Wiktionary:Grease pit/2011/May

This is an archive page that has been kept for historical purposes. The conversations on this page are no longer live.

May 2011

Audio bot

Could somebody please check if my bot does not spoil anything while adding audio files? I am not active on en.wiktionary and don't check latest policy changes. Bot contributions: Special:Contributions/DerbethBot. --Derbeth talk 17:31, 1 May 2011 (UTC)[reply]

Orange links

User:Yair rand/orangelinks.js is a script that turns all links to language sections that don't exist orange where the broken links would otherwise be blue. It works by requesting the full wikitext of each of the relevant pages from the API, and checking whether the target language section exists on the page. Does anyone know whether, if the script was turned on by default, it would cause problems to have such large requests being made on every page load? --Yair rand 21:45, 1 May 2011 (UTC)[reply]
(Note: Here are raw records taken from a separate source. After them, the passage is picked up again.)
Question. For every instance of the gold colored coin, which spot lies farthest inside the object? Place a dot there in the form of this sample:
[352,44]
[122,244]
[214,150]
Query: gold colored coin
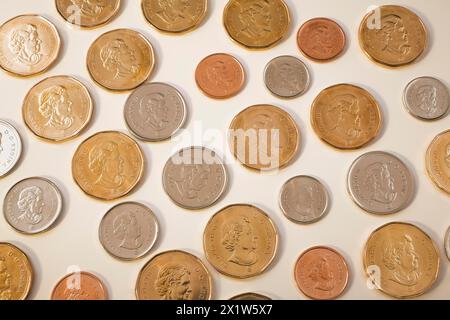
[401,260]
[240,241]
[29,45]
[174,275]
[108,165]
[392,36]
[175,16]
[120,60]
[346,116]
[264,137]
[257,24]
[57,108]
[16,273]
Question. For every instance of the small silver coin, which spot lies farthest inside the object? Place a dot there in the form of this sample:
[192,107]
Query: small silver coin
[195,178]
[287,77]
[426,98]
[33,205]
[380,183]
[155,112]
[128,231]
[10,147]
[304,199]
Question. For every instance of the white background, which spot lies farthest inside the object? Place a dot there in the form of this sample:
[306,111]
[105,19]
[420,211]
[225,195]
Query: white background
[74,240]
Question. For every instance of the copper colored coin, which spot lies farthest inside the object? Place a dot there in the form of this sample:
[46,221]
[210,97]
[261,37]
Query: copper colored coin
[321,39]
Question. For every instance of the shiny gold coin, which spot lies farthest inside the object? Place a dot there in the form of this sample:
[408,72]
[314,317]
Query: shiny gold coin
[240,241]
[108,165]
[401,260]
[257,24]
[174,16]
[346,116]
[57,108]
[16,273]
[174,275]
[264,137]
[29,45]
[120,60]
[392,35]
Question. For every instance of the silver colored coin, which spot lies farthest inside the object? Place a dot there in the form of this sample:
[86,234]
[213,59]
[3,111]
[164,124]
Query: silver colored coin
[380,183]
[287,77]
[426,98]
[33,205]
[195,178]
[304,199]
[128,231]
[155,112]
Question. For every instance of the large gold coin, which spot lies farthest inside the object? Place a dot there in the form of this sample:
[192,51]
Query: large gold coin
[174,275]
[240,241]
[57,108]
[174,16]
[401,260]
[120,60]
[346,116]
[257,24]
[264,137]
[108,165]
[16,273]
[392,35]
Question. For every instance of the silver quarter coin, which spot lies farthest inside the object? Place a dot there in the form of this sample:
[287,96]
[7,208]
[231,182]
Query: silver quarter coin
[32,205]
[195,178]
[426,98]
[155,112]
[304,199]
[380,183]
[287,77]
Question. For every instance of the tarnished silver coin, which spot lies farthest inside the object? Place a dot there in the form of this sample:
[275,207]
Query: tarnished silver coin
[304,199]
[10,147]
[155,111]
[287,77]
[33,205]
[195,178]
[426,98]
[128,231]
[380,183]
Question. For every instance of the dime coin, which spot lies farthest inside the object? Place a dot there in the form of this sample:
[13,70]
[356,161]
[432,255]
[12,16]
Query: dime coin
[240,241]
[287,77]
[32,205]
[87,13]
[155,111]
[16,273]
[392,35]
[321,39]
[80,286]
[220,76]
[401,260]
[426,98]
[108,165]
[29,45]
[10,147]
[128,231]
[304,199]
[321,273]
[346,116]
[257,24]
[380,183]
[264,137]
[174,275]
[120,60]
[195,178]
[57,108]
[175,16]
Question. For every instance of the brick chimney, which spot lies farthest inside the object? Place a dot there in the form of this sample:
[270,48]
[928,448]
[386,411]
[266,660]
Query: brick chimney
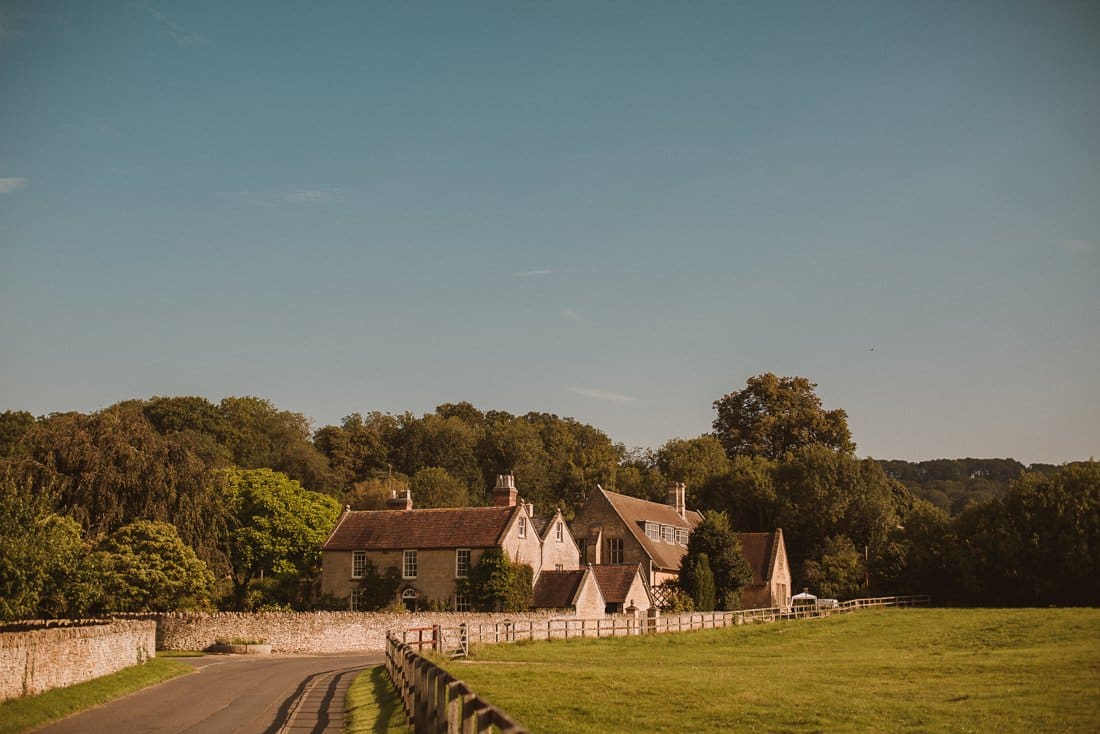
[402,502]
[504,493]
[678,499]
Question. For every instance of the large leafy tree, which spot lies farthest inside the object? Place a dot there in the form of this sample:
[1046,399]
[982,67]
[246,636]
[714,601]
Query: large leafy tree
[145,567]
[275,527]
[42,556]
[773,416]
[725,558]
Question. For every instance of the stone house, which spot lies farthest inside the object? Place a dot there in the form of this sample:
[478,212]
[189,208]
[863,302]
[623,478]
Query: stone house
[433,549]
[771,572]
[593,591]
[614,529]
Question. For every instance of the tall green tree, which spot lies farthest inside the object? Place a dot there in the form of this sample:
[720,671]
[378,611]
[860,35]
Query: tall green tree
[275,528]
[730,571]
[773,416]
[145,567]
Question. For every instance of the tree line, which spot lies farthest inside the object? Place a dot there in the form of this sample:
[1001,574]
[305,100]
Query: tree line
[232,500]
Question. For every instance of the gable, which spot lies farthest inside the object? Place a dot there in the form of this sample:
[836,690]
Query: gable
[635,513]
[394,529]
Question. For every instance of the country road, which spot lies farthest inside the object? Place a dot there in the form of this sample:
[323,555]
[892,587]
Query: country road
[239,694]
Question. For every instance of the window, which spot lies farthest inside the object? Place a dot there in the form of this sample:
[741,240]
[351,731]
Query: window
[461,562]
[359,563]
[614,550]
[461,603]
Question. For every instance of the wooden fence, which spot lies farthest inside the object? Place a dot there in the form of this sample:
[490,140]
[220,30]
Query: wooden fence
[436,701]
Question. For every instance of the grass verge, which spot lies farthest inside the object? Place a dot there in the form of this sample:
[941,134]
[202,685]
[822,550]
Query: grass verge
[927,670]
[34,711]
[372,704]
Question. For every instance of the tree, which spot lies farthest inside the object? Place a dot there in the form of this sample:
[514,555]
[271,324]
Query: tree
[730,571]
[774,416]
[497,584]
[703,592]
[146,568]
[435,488]
[275,527]
[838,570]
[42,556]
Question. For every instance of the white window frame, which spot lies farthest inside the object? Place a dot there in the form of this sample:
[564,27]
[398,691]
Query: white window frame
[461,570]
[358,563]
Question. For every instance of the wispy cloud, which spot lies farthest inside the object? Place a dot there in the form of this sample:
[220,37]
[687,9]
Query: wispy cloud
[9,185]
[182,35]
[1076,245]
[297,197]
[604,395]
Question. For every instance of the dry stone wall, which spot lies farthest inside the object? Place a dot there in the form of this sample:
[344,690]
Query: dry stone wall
[39,660]
[314,632]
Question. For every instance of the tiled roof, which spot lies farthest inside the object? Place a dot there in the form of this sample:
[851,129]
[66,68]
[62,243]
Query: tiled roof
[758,548]
[554,590]
[395,529]
[615,581]
[635,512]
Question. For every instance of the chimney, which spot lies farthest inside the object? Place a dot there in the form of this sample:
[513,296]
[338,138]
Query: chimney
[677,499]
[403,502]
[504,493]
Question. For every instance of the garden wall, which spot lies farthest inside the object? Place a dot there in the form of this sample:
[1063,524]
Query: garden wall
[314,632]
[37,660]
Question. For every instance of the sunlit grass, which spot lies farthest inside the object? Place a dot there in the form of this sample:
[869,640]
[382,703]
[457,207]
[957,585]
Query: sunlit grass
[373,704]
[34,711]
[945,670]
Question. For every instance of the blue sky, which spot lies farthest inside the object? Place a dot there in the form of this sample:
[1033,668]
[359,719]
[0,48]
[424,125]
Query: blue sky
[613,211]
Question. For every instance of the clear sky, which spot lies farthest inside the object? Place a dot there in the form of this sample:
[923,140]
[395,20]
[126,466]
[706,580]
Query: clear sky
[613,211]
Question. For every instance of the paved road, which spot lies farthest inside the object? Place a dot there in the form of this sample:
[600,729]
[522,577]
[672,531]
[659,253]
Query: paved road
[233,694]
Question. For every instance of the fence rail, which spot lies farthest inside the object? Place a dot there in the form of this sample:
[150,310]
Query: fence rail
[436,701]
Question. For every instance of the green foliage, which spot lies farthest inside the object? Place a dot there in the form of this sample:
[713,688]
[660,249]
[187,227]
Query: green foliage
[146,568]
[703,592]
[497,584]
[275,527]
[725,559]
[42,556]
[837,571]
[435,488]
[774,416]
[890,670]
[378,589]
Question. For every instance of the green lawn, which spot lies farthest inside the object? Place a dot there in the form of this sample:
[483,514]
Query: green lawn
[34,711]
[949,670]
[372,704]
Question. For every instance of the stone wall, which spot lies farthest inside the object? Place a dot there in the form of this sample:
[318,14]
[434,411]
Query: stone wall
[314,632]
[42,659]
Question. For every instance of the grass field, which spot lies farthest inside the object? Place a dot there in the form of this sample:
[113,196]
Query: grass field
[34,711]
[947,670]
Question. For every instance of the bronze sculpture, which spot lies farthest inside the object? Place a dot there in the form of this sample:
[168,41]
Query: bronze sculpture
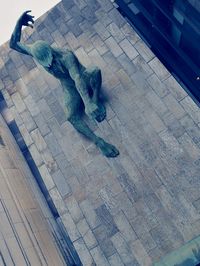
[80,85]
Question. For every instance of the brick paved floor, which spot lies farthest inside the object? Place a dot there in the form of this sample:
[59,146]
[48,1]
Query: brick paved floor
[25,234]
[136,208]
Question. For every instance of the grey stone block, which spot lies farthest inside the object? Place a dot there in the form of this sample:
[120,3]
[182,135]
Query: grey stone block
[87,234]
[114,47]
[107,220]
[28,120]
[144,51]
[99,257]
[49,183]
[106,5]
[124,227]
[159,69]
[58,201]
[83,252]
[116,17]
[71,227]
[123,249]
[103,18]
[18,102]
[101,30]
[159,87]
[191,108]
[127,64]
[129,49]
[174,106]
[114,30]
[38,140]
[175,88]
[89,214]
[76,213]
[115,260]
[53,144]
[142,66]
[41,124]
[191,128]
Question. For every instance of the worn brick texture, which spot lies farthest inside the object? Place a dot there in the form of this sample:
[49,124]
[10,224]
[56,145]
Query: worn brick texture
[136,208]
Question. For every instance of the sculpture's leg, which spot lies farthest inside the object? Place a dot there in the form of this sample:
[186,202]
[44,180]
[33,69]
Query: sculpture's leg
[107,149]
[94,80]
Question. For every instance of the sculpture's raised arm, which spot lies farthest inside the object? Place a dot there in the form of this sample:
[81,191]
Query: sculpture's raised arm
[24,20]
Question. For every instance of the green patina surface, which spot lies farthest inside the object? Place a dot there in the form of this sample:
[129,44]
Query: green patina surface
[187,255]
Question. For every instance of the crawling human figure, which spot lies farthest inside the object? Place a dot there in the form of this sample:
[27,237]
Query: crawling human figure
[80,85]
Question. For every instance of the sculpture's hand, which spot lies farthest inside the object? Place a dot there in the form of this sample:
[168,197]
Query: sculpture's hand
[26,19]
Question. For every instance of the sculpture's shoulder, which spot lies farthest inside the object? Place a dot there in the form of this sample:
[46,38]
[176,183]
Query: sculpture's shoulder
[62,52]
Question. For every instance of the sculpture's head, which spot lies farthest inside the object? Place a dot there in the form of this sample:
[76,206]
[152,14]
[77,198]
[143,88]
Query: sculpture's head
[42,53]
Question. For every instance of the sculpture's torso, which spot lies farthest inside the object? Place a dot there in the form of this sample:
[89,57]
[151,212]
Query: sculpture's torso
[62,60]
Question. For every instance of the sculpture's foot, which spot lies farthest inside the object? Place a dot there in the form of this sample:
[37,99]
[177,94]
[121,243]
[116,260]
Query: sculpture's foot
[100,114]
[107,149]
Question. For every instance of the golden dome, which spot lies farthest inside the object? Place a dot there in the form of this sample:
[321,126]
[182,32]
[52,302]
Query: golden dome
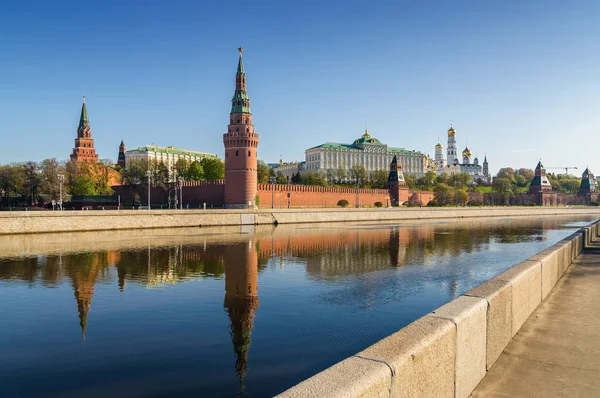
[467,151]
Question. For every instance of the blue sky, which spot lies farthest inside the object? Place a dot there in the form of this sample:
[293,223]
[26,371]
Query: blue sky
[519,79]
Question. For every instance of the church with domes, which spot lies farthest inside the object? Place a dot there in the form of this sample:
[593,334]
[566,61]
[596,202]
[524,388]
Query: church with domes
[452,164]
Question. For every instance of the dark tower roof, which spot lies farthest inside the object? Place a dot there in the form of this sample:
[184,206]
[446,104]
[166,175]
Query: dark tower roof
[83,118]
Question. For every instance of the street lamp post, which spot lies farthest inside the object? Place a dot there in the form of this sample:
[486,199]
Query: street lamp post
[148,174]
[272,180]
[61,179]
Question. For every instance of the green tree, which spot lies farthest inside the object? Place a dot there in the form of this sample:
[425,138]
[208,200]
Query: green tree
[195,172]
[83,185]
[443,194]
[378,179]
[11,183]
[264,172]
[214,168]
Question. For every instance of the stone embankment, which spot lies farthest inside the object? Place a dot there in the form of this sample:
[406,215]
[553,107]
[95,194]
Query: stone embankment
[75,221]
[449,351]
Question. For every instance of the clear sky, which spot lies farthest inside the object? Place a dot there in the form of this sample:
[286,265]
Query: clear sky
[520,80]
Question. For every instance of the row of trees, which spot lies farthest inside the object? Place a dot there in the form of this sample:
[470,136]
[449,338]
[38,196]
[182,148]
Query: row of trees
[31,183]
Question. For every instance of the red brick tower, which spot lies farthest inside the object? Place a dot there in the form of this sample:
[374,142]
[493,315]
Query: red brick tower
[240,147]
[84,143]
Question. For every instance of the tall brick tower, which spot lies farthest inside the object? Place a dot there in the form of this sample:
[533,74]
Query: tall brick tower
[121,159]
[84,143]
[396,184]
[240,147]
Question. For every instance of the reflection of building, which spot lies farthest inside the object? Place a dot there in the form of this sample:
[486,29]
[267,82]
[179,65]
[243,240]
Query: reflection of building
[241,299]
[453,165]
[365,151]
[84,143]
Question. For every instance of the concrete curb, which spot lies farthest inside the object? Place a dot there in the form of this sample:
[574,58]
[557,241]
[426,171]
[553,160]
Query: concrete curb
[449,351]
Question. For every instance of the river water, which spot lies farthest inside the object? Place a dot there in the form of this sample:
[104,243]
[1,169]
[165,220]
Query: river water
[229,312]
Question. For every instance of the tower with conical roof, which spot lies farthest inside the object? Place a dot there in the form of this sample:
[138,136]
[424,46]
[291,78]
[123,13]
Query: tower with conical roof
[451,151]
[84,143]
[588,183]
[439,156]
[121,160]
[241,144]
[396,184]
How to most effectively add script templates

As a bit of an 'experiment' I converted {{l|xcl}} to {{l|xcl|sc=Armn}} in all Old Armenian entries; as I said above, I think the worst that can happen in this case is sc=Armn will appear twice, and really, there's no problem there. It's a bit ugly though, as named parameters should come after unnamed parameters, namely {{{1}}} and {{{2}}} for {{l}}, but I'm unsure of how to do that. Also, how easy would it be to check (using regexes in my case) for sc=Armn appearing twice in a template, and being able to remove it. Mglovesfun (talk) 12:14, 2 May 2011 (UTC)[reply]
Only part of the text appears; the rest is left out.